Id. at 832-33. Harrell's negligence in driving the pickup six weeks after Gumtow bought it was not “reasonably foreseeable” to respondents, who sold the pickup to a driver they knew was licensed and had been told was insured. Moreover, respondents had no control of the pickup on the day the accident occurred.

3. Liability under the Safety Responsibility Act

Minn. Stat. § 170.54 (1998) provides that the owner of a motor vehicle is vicariously liable for damages caused by one who is operating the vehicle with the owner's consent. Milbank Mut. Ins. Co. v. United States Fidelity & Guar. Co., 332 N.W.2d 160, 167 (Minn. 1983). Minn. Stat. § 168A.10 (1998) creates a rebuttable presumption that the owner of record is the owner. See Welle v. Prozinski, 258 N.W.2d 912, 916 (Minn. 1977). Therefore, because the title was not transferred, the pickup's presumed owner of record at the time of the accident was Stoffel, who had sold it to respondents. But the purchase agreement by which respondents sold the pickup to Gumtow rebuts the presumption that either Stoffel or respondent owned it.

Appellant contends that the purchase agreement is void because it represents Gumtow as the owner when the real owner was Harrell. That distinction, however, is irrelevant to this appeal: whether ownership of the pickup passed to Gumtow or to Harrell, it passed from respondents, and respondents are therefore not liable as the owner under the Safety Responsibility Act. [3]


Respondents had no duty to determine the status of Harrell's license. They did not negligently entrust the pickup to him when they sold it to Gumtow and they did not own the pickup when the accident occurred. Respondents are not liable to appellant.

Affirmed; motion granted.


[1] Appellant's claims against Gumtow and Harrell, neither of whom is insured, are pending.
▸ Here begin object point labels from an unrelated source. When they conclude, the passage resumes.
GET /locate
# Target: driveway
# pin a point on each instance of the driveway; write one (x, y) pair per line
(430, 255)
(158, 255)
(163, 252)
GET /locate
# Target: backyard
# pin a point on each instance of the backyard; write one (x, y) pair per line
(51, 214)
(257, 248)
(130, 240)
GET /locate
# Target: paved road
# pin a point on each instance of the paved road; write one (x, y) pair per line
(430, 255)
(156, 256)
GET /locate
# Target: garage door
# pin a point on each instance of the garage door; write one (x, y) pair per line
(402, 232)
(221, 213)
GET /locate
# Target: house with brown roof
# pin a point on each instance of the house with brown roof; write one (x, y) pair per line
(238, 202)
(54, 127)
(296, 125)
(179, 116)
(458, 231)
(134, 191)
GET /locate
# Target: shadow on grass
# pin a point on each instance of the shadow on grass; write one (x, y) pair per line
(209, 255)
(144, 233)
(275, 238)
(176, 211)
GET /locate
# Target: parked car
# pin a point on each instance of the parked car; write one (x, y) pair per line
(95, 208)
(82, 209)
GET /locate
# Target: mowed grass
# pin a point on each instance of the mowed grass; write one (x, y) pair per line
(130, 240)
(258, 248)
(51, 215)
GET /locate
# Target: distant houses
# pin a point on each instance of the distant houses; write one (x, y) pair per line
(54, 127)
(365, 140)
[2] In Dodge Ctr. v. Anderson, 244 Cal. Rptr. 789 (Cal. Ct. App. 1988), review denied (Cal. May 19, 1988), a case with very similar facts brought by victims of a collision with a truck sold to and driven by an unlicensed driver against the truck's seller, the court expressed doubt that a sales transaction could give rise to negligent entrustment liability, id. at 792, and reiterated a dealer's right to assume that a buyer will obey the law. Id at 794. See also Sligh v. First Nat'l Bank, 735 So.2d 963, 969-70 (Miss. 1999) (no negligent entrustment in sale of motor vehicle to an alcoholic because seller no longer had ownership of or control over the car); Day v. Williams, 670 So.2d 914, 916 (Ala. 1995) (no negligent entrustment where a seller was unaware that the buyer, an experienced adult driver, did not possess a license and seller had no control or dominion over the vehicle when the accident occurred); Sansonetti v. City of St. Joseph, 976 S.W.2d 572, 579 (Mo. Ct. App. 1998) (no negligent entrustment claim because seller had permanently relinquished car to buyer two weeks prior to the accident); Kirk v. Miller, 644 P.2d 486, 490 (Kan. Ct. App. 1982) (no negligent entrustment claim against seller who no longer owned vehicle when no evidence indicated that seller knew buyer was an incompetent driver and had no liability insurance), review denied (Kan. June 28, 1982); Sikora v. Wade, 342 A.2d 580, 582 (N.J. Super. Ct. Law Div. 1975) (attaching liability to a vendor who sold a car without investigating the purchaser's background would “unduly hamper commerce and would pose an undue burden on ordinary business relationships”); Rush v. Smitherman, 294 S.W.2d 873, 876 (Tex. App. 1956) (holding that liability for negligently entrusting a vehicle to an unlicensed driver is part of the law of bailments, but not part of the law of sales or gifts); but see Small v. St. Francis Hosp., 581 N.E.2d 154, 157-58 (Ill. App. Ct. 1991) (negligent entrustment “when a car seller has reason to know that a prospective buyer is underage, unlicensed, or otherwise incompetent”); Kahlenberg v. Goldstein, 431 A.2d 76, 81-82 (Md. 1981) (negligent entrustment claim where a father purchased a car for his son knowing of the son's reckless driving propensity).

[3] We grant respondents' motion to strike parts of appellant's brief and appendix because they discuss or include matters not part of the record before the district court. See Minn. R. Civ. App. P. 110.01 (defining the record as the papers filed in the trial court, the exhibits, and the transcript).